Round the Moon.
Chapter XI. Imagination and Reality.
 

"Have you ever seen the moon?" a professor asked one of his pupils ironically.

"No, sir," answered the pupil more ironically still, "but I have heard it spoken of."

In one sense the jocose answer of the pupil might have been made by the immense majority of sublunary beings. How many people there are who have heard the moon spoken of and have never seen it--at least through a telescope! How many even have never examined the map of their satellite!

Looking at a comprehensive selenographic map, one peculiarity strikes us at once. In contrast to the geographical arrangements of the earth and Mars, the continents occupy the more southern hemisphere of the lunar globe. These continents have not such clear and regular boundary-lines as those of South America, Africa, and the Indian Peninsula. Their angular, capricious, and deeply-indented coasts are rich in gulfs and peninsulas. They recall the confusion in the islands of the Sound, where the earth is excessively cut up. If navigation has ever existed upon the surface of the moon it must have been exceedingly difficult and dangerous, and the Selenite mariners and hydrographers were greatly to be pitied, the former when they came upon these perilous coasts, the latter when they were marine surveying on the stormy banks.

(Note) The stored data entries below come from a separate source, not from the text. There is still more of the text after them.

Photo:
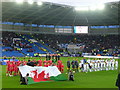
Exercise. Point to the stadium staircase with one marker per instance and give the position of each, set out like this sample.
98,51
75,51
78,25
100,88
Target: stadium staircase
40,45
34,47
11,53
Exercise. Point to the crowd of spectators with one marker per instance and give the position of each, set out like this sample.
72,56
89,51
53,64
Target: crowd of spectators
103,44
11,39
106,44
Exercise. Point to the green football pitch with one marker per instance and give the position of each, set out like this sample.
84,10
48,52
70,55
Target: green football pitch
99,79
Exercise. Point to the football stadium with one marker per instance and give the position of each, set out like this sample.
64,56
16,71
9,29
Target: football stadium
60,44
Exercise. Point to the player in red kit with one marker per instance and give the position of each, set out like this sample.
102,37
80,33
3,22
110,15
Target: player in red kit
45,65
62,68
39,62
44,61
49,62
59,63
15,68
7,69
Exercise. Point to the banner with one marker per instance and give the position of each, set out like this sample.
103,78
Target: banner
41,74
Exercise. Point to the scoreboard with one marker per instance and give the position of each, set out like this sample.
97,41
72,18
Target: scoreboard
80,29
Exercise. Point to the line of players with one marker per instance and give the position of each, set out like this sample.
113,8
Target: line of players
12,66
92,65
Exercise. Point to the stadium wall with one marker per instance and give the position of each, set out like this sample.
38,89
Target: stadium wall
28,29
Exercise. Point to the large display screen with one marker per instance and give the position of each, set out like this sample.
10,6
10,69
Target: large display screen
80,29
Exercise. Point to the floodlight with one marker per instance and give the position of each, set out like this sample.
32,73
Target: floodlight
101,6
19,1
30,1
81,8
39,3
93,7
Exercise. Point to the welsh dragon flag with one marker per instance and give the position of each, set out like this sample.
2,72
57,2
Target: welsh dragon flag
41,74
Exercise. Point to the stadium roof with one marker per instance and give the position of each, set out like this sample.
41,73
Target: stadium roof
59,14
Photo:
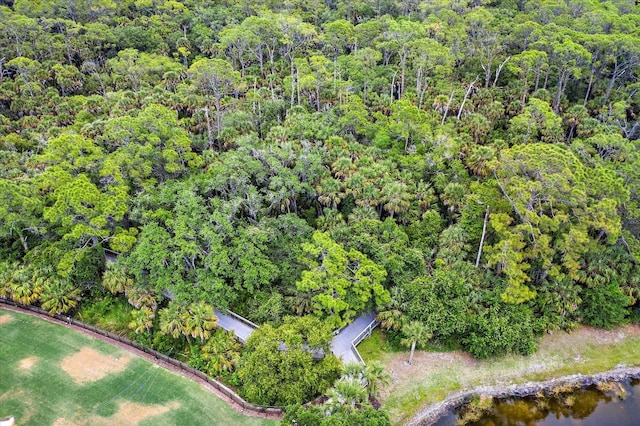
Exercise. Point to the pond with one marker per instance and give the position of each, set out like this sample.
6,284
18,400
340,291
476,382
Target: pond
610,404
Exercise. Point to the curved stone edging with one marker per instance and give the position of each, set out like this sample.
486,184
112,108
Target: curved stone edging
433,412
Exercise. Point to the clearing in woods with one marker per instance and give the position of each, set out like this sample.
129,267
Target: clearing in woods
57,376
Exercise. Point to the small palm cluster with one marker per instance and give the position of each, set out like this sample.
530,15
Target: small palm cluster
29,285
393,318
358,385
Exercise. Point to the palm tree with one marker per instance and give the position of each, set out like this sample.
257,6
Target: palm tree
139,296
391,318
24,288
415,332
6,270
142,320
59,295
173,320
201,320
116,280
222,352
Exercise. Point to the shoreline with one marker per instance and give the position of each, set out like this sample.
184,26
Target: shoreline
432,413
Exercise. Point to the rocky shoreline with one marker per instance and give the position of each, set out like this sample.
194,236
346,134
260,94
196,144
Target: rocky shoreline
432,413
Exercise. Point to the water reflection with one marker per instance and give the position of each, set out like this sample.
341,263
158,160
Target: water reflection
616,404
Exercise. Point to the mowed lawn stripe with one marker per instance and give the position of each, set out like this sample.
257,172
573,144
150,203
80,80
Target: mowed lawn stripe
37,391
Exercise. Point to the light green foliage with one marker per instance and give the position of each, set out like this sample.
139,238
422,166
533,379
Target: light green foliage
342,282
556,203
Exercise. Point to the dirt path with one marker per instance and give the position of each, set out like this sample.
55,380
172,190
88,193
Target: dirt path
238,408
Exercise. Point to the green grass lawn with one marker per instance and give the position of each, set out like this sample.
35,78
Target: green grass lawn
437,373
42,392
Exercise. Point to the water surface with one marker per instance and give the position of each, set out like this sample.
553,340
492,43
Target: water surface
619,406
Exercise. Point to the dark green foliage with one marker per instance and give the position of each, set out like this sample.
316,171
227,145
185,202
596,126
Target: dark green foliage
500,328
279,368
111,313
444,301
604,306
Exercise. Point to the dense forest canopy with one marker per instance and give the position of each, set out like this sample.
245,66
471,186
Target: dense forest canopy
469,165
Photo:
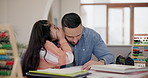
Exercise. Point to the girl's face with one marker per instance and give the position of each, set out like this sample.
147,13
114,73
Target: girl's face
53,32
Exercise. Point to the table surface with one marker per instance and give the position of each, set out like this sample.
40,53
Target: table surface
97,74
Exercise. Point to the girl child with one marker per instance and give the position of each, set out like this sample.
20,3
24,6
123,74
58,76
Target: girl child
47,48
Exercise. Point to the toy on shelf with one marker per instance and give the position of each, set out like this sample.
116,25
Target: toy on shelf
10,66
140,49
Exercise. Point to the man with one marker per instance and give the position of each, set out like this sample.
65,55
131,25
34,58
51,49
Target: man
85,42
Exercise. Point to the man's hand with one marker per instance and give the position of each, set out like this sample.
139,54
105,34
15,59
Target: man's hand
86,66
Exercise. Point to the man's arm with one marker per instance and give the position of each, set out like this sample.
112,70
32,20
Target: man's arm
101,52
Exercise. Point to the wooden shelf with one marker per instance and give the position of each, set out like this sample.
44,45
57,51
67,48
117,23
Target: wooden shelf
7,34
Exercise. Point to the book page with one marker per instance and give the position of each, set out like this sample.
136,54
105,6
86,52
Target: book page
69,70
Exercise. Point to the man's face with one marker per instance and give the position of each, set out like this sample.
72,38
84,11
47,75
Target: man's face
73,35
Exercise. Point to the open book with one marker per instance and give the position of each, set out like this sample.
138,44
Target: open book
72,72
118,68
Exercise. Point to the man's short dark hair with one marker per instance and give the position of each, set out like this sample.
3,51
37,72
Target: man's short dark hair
71,20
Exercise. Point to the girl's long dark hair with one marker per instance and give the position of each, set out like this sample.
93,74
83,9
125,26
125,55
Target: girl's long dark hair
40,33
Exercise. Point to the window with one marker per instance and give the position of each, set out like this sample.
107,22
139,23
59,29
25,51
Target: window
116,22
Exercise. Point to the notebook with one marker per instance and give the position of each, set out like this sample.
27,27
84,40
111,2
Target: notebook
72,72
118,68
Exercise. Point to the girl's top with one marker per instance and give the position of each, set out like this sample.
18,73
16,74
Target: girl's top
55,56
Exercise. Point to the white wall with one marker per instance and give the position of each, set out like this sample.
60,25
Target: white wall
70,6
22,14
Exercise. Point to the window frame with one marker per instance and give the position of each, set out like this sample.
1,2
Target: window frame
120,5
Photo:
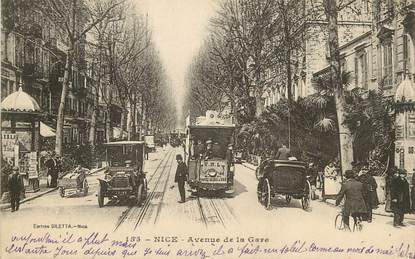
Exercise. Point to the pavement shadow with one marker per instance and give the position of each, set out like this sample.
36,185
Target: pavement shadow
238,188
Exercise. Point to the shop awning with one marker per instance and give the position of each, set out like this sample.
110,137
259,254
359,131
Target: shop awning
46,131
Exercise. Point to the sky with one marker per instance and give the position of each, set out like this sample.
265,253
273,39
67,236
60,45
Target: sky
179,28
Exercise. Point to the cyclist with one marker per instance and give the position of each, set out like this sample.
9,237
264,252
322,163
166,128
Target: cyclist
354,193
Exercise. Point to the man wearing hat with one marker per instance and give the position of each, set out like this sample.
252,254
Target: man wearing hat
354,194
399,191
181,177
209,151
283,153
370,186
16,187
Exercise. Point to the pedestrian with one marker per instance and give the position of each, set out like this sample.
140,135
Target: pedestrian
354,194
283,153
370,186
400,203
181,177
200,149
209,152
16,187
413,191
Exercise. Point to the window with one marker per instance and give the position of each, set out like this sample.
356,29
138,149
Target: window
361,69
387,64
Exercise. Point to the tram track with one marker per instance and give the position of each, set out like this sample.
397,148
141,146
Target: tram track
214,211
136,214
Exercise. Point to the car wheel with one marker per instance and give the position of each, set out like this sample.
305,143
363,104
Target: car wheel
266,194
140,193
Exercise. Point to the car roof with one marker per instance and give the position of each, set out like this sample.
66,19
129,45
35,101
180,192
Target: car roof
232,126
125,142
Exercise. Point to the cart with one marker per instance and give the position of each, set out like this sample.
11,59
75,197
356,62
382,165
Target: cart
74,183
283,177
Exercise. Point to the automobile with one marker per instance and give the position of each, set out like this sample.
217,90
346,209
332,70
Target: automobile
74,183
283,177
124,178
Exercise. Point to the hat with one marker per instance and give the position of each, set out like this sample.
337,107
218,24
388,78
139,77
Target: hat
349,174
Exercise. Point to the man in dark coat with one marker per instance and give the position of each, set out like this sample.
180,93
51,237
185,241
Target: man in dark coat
181,177
200,149
370,186
400,203
283,153
413,191
16,187
354,204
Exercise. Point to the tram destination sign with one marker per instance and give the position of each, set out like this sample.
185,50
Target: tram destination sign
213,172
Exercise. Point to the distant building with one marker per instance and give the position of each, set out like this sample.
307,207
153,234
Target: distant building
312,55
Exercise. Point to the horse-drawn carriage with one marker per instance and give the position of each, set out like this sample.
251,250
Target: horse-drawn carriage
283,177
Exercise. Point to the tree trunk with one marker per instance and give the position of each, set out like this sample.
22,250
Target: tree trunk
122,124
93,128
345,137
61,110
259,105
108,129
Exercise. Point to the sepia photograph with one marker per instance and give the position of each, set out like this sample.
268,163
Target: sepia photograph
207,129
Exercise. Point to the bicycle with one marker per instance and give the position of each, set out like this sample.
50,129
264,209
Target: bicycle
339,224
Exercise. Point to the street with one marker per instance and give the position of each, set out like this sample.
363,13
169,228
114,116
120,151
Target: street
161,212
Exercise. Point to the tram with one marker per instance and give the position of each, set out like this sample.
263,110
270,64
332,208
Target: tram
208,153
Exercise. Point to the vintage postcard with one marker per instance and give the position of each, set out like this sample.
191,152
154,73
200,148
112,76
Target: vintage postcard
207,129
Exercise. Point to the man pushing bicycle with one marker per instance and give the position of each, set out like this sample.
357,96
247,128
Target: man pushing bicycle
354,193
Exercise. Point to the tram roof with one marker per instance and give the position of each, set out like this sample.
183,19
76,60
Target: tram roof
125,142
231,126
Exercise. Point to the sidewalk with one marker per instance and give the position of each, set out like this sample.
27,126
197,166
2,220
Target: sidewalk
43,189
379,211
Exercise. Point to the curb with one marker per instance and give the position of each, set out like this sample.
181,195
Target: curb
384,214
7,205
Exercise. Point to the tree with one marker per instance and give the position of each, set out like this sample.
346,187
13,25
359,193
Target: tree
74,19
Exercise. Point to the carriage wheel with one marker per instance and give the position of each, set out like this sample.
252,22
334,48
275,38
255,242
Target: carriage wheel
305,200
85,187
61,192
100,196
266,194
288,198
357,225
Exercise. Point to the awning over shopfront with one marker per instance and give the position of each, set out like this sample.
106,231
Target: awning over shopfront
46,131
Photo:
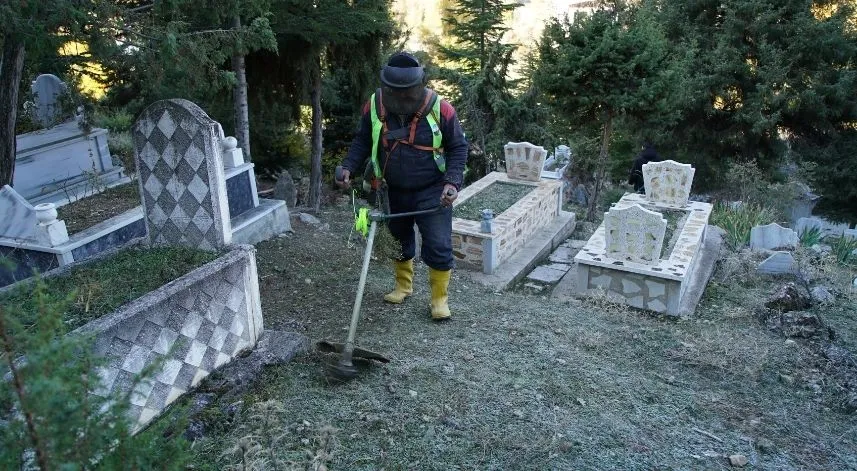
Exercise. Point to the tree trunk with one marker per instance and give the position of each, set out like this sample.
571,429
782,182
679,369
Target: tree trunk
239,100
315,172
11,68
601,170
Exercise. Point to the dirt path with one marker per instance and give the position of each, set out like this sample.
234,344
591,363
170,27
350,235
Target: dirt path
517,381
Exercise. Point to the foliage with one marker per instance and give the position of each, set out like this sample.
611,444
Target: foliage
608,67
101,287
843,249
810,236
738,219
53,420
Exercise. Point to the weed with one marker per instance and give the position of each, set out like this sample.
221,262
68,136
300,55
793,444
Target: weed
810,236
738,220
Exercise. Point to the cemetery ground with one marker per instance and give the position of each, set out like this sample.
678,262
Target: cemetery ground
523,381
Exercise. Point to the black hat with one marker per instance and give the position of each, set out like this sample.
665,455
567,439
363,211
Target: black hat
403,70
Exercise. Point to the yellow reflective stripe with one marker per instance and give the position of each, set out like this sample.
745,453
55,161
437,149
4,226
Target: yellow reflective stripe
377,125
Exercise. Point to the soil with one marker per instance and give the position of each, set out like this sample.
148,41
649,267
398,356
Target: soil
87,212
522,381
498,197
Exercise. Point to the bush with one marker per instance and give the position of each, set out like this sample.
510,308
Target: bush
50,419
738,220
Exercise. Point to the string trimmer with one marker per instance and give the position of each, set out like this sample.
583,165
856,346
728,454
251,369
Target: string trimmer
344,369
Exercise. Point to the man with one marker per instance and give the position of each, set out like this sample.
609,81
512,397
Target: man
419,157
648,154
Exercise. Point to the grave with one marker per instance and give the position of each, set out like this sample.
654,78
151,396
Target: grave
61,163
501,246
623,259
188,195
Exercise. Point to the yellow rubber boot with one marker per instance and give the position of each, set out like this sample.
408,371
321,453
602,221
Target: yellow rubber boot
439,282
404,282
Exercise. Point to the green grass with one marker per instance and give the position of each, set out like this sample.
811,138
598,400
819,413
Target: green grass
99,288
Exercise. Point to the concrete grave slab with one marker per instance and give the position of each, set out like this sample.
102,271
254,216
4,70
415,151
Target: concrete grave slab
772,236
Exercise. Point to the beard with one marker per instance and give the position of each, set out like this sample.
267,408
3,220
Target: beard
404,103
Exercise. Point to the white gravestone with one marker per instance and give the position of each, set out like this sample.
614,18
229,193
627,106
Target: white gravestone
634,234
47,89
772,236
668,182
182,183
525,161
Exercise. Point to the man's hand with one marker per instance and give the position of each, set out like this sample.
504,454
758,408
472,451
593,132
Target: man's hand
342,178
449,195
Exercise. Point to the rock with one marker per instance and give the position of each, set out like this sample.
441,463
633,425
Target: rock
822,295
309,219
788,298
800,324
765,446
285,189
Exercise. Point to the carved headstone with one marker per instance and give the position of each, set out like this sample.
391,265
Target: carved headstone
182,183
17,216
668,182
47,89
634,234
524,161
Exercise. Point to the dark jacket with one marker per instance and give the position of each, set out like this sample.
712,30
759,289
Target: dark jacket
649,154
407,168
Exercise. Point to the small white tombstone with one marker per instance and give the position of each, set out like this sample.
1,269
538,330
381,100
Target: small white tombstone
780,263
634,234
524,161
233,155
772,236
668,182
47,88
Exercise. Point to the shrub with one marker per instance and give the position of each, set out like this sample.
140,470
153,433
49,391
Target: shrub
738,220
49,419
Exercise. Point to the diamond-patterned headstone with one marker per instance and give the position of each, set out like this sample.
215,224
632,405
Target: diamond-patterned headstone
183,187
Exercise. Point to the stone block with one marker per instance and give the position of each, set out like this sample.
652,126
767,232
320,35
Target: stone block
772,236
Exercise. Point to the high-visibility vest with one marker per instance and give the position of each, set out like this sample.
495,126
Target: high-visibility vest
379,128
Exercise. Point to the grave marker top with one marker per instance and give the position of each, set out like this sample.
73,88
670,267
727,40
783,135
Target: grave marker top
182,182
634,234
524,161
47,88
17,216
668,182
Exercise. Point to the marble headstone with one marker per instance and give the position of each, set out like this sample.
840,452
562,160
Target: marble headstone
772,236
177,147
17,216
634,234
668,182
524,161
47,89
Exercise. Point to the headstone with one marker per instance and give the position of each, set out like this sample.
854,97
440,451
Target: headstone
634,234
524,161
826,227
772,236
668,182
47,89
17,216
780,263
182,183
285,189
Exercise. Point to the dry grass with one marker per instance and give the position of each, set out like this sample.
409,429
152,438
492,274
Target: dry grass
517,381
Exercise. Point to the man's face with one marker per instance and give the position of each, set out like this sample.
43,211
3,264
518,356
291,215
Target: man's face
405,101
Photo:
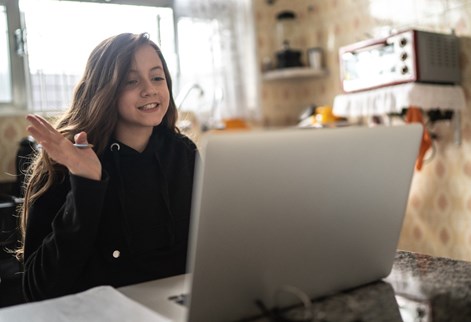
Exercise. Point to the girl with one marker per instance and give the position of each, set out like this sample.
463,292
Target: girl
114,208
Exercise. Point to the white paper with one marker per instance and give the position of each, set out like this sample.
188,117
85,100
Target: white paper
102,303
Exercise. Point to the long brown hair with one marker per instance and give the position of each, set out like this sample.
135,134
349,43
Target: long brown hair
93,110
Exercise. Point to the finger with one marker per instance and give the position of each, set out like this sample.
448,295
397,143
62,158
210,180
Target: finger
81,138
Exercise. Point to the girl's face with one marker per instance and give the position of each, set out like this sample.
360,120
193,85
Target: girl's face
143,102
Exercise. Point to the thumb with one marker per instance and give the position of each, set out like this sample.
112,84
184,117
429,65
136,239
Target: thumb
81,138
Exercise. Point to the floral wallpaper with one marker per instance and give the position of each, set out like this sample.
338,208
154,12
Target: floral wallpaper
438,216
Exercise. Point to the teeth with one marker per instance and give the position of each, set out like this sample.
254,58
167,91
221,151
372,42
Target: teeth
148,106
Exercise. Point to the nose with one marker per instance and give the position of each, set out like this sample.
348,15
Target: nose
148,89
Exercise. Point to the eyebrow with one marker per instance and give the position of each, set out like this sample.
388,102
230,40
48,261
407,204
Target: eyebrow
153,69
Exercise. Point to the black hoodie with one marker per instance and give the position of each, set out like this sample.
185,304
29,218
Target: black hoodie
130,227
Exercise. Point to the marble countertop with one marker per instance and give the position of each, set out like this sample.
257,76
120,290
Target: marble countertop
420,288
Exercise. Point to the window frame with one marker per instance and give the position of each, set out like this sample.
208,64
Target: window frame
20,80
17,62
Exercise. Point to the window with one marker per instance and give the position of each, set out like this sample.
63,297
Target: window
53,38
5,71
58,46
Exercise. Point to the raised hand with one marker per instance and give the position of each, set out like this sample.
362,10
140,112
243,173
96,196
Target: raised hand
79,161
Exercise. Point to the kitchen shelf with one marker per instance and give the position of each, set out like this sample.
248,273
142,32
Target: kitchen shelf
293,72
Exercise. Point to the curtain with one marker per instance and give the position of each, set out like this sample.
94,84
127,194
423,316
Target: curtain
217,57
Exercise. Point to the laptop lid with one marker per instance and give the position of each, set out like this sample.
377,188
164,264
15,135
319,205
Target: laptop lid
316,210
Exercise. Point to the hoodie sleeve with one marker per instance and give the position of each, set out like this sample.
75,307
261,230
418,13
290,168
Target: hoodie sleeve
61,229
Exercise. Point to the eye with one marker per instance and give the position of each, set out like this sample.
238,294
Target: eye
158,78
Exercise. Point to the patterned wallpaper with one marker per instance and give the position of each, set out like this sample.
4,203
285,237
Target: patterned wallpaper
438,216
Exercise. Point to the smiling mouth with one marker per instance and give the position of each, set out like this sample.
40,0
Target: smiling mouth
148,107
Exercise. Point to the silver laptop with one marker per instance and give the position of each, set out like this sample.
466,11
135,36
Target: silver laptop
312,210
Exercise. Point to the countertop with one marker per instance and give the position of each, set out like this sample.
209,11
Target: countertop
419,288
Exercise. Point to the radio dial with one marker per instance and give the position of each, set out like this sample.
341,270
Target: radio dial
404,70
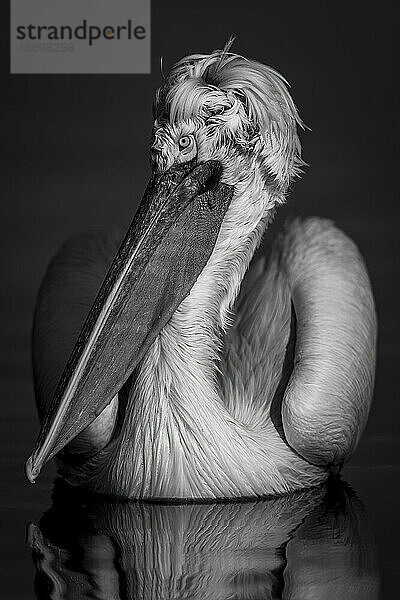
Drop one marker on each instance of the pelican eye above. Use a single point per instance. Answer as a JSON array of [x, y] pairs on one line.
[[186, 142]]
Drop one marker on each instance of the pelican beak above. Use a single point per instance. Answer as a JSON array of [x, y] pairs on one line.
[[165, 249]]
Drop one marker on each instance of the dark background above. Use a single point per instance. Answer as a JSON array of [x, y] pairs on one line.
[[75, 156]]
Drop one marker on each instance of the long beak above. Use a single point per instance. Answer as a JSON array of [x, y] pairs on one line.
[[165, 249]]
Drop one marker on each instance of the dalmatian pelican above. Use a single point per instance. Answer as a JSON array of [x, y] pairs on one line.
[[168, 367]]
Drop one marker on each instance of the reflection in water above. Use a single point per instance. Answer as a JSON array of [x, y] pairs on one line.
[[312, 544]]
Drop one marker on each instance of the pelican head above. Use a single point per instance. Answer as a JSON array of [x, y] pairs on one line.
[[223, 152]]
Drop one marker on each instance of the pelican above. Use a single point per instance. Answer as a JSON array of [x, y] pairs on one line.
[[167, 367], [314, 543]]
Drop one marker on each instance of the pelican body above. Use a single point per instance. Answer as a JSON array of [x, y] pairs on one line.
[[170, 365]]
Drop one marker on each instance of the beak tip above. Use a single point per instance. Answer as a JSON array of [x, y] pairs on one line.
[[31, 471]]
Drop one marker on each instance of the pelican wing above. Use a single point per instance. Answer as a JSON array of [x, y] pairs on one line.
[[325, 404]]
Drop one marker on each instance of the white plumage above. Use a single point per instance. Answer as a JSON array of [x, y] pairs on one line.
[[237, 396]]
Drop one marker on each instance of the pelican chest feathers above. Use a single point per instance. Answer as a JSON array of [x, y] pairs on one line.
[[165, 367]]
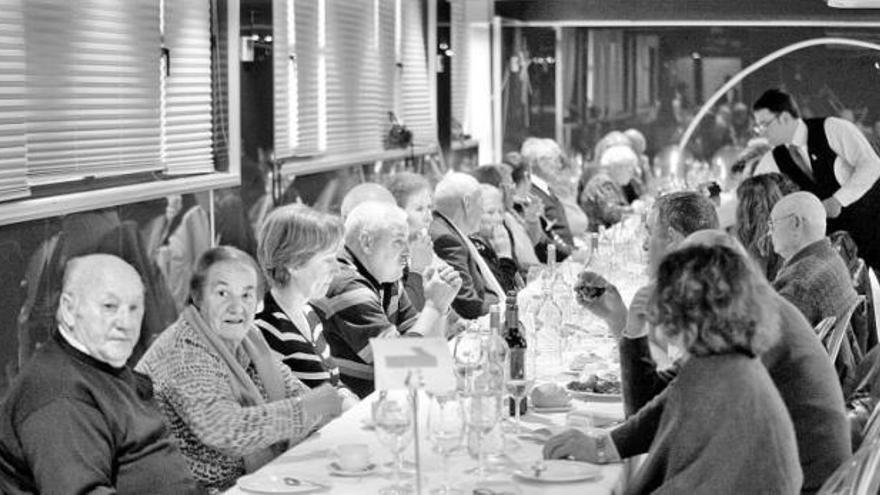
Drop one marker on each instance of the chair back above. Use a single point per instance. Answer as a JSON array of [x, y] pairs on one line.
[[838, 332], [860, 475], [823, 328]]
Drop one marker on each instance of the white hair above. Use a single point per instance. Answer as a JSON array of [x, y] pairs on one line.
[[361, 193], [808, 208], [371, 218], [452, 189], [619, 156]]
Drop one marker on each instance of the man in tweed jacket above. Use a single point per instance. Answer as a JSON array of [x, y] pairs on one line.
[[814, 277]]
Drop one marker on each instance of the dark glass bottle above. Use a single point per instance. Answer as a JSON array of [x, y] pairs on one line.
[[516, 342]]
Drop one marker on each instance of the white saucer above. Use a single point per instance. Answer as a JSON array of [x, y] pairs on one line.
[[337, 470], [274, 483], [561, 471], [552, 409]]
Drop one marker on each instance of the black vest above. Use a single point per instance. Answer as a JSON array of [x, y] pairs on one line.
[[822, 158]]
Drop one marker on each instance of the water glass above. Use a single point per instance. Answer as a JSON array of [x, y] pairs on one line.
[[394, 427]]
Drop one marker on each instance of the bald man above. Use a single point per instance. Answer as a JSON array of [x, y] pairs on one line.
[[77, 419], [361, 193], [458, 209], [365, 299], [797, 364], [813, 277]]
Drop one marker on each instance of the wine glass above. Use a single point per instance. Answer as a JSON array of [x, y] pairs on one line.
[[445, 429], [517, 390], [482, 412], [393, 419], [467, 354]]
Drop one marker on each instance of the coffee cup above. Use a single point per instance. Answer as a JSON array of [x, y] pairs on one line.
[[353, 456]]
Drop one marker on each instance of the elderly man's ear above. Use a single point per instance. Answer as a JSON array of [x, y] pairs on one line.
[[66, 309], [367, 241]]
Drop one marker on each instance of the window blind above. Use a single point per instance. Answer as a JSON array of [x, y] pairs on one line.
[[355, 94], [13, 168], [296, 58], [415, 87], [187, 132], [92, 88], [460, 48]]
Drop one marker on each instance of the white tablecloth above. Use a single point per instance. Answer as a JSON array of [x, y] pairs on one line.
[[310, 459]]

It may also be noticed that upon the lunar spheroid the South Pole is much more continental than the North Pole. On the latter there is only a slight strip of land capping it, separated from the other continents by vast seas. (When the word "seas" is used the vast plains probably covered by the sea formerly must be understood.) On the south the land covers nearly the whole hemisphere. It is, therefore, possible that the Selenites have already planted their flag on one of their poles, whilst Franklin, Ross, Kane, Dumont d'Urville, and Lambert have been unable to reach this unknown point on the terrestrial globe.

Islands are numerous on the surface of the moon. They are almost all oblong or circular, as though traced with a compass, and seem to form a vast archipelago, like that charming group lying between Greece and Asia Minor which mythology formerly animated with its most graceful legends. Involuntarily the names of Naxos, Tenedos, Milo, and Carpathos come into the mind, and you seek the ship of Ulysses or the "clipper" of the Argonauts. That was what it appeared to Michel Ardan; it was a Grecian Archipelago that he saw on the map. In the eyes of his less imaginative companions the aspect of these shores recalled rather the cut-up lands of New Brunswick and Nova Scotia; and where the Frenchman looked for traces of the heroes of fable, these Americans were noting favourable points for the establishment of mercantile houses in the interest of lunar commerce and industry.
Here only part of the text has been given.